Brian MacWhinney is Teresa Heinz Professor
of Psychology, Computational Linguistics,and Modern Languages
at Carnegie Mellon University. He received his Ph.D. in
psycholinguistics in 1974 from the University of California at
Berkeley. With Elizabeth Bates, he developed a model of first
and second language processing and acquisition based on
competition between item-based patterns. In 1984, he and
Catherine Snow co-founded the CHILDES (Child Language Data
Exchange System) Project for the computational study of child
language transcript data. This system has extended to 13
additional research areas such aphasiology, second language
learning, TBI, Conversation Analysis, developmental disfluency
and others in the shape of the TalkBank Project. MacWhinney's
recent work includes studies of online learning of second
language vocabulary and grammar, situationally embedded second
language learning, neural network modeling of lexical
development, fMRI studies of children with focal brain lesions,
and ERP studies of between-language competition. He is also
exploring the role of grammatical constructions in the marking
of perspective shifting, the determination of linguistic forms
across contrasting time frames, and the construction of mental
models in scientific reasoning. Recent edited books include The
Handbook of Language Emergence (Wiley) and Competing Motivations
in Grammar and Usage (Oxford).
Chia-Ju Chou is a Postdoctoral Researcher in the
Department of Neurology at Cardinal-Tien Hospital, Taiwan. Her
research focuses on investigating reading comprehension in individuals
with mild cognitive impairment and aphasia using ERP, fMRI and eye
tracking. She applies these techniques to improve clinical diagnosis
and rehabilitation assessment. Her current work focuses on collecting
and analysing speech samples from various tasks to identify linguistic
features that may indicate cognitive decline.

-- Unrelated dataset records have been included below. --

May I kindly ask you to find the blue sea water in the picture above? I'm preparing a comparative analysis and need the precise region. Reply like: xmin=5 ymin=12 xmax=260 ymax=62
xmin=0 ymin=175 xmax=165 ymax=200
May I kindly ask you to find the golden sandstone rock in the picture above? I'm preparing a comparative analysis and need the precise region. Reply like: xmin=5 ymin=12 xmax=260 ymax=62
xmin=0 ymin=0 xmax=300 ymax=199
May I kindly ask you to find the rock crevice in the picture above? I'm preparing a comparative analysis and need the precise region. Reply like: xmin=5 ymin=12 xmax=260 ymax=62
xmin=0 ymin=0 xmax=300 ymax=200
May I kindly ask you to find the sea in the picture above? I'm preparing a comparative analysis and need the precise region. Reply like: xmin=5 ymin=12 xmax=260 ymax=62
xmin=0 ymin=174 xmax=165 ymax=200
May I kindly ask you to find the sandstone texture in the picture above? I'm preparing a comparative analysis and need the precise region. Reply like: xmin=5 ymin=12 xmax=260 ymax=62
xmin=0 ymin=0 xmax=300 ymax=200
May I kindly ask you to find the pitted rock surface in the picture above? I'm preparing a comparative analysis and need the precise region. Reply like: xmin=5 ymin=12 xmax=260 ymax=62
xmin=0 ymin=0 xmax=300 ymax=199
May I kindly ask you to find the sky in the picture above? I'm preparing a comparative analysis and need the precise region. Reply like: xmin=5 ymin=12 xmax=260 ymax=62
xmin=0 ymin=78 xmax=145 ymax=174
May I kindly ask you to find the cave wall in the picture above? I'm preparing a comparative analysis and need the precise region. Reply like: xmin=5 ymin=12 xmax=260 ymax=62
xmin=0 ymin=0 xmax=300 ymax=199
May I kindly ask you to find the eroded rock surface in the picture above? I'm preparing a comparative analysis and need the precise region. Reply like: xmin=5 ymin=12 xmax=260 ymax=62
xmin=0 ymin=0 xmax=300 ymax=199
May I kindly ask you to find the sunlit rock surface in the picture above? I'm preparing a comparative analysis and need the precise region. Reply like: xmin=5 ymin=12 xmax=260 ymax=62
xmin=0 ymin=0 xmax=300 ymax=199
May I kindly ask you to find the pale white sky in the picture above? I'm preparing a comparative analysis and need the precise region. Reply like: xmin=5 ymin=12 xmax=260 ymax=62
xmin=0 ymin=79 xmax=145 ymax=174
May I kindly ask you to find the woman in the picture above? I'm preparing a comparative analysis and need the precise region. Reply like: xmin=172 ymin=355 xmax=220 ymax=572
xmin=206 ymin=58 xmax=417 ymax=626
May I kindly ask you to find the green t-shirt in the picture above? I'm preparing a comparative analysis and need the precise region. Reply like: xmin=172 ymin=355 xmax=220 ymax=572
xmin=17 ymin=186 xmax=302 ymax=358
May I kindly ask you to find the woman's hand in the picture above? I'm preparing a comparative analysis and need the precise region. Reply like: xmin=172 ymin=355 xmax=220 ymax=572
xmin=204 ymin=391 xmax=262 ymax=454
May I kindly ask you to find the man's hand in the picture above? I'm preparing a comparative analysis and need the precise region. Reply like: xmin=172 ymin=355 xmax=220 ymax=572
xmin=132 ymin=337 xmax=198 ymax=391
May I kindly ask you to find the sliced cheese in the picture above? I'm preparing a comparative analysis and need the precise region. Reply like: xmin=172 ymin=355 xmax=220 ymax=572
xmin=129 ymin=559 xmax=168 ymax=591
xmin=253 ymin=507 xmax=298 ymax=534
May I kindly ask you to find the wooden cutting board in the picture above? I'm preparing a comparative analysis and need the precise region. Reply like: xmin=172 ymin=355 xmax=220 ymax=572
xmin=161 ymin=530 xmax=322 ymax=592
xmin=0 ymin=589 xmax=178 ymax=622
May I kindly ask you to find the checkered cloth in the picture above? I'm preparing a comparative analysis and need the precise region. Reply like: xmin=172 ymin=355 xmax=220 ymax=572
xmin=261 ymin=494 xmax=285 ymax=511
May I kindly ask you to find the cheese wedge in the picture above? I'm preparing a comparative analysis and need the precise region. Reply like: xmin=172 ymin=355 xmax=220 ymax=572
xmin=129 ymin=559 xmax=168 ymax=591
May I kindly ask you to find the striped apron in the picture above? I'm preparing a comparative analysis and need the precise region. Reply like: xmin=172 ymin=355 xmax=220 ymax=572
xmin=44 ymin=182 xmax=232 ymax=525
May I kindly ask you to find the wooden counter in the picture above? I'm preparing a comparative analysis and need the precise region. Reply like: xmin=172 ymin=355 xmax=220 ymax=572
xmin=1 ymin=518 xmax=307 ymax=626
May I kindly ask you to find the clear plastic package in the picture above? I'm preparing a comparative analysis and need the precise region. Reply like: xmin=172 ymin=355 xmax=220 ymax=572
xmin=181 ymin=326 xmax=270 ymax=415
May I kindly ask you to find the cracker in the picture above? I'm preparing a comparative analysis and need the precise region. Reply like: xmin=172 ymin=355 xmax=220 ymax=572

Ya-Ning Chang is an Assistant Professor at the Miin Wu
School of Computing, National Cheng Kung University, Taiwan. She
obtained her PhD in Psychology at the University of Manchester, UK. Dr
Chang's primary research interest lies in the broad fields of
artificial intelligence and cognitive science. Her work involves using
a combined approach of computational modelling, behavioural studies,
neuroimaging techniques, and corpus analysis to investigate various
aspects of language processing and semantic cognition, and how
cognitive processes are related to education, learning, and
memory. She has applied computational modelling to language processing
in different populations including children, adults, and patients
suffering from language impairment (e.g., aphasia). Her recent work
focuses on bringing together natural language processing and the
application of developing various cognitive measures to support
human-like communication in conversational agents and a real-life
diagnosis of language disorders.
Yi-Chien Liu is a
clinical neurologist from Taipei, Taiwan. Currently, he is
director of the Neurology Department at Cardinal Tien
Hospital. He holds a Ph.D. in Geriatric Cognitive Neuroscience
from Tohoku University, Japan. His primary research areas
encompass Alzheimer’s disease, mild cognitive impairment,
primary progressive aphasia, and various other neurodegenerative
disorders affecting the elderly. Currently, he is spearheading a
research project centered around a memory clinic-based AD
(Alzheimer's Disease) continuum cohort.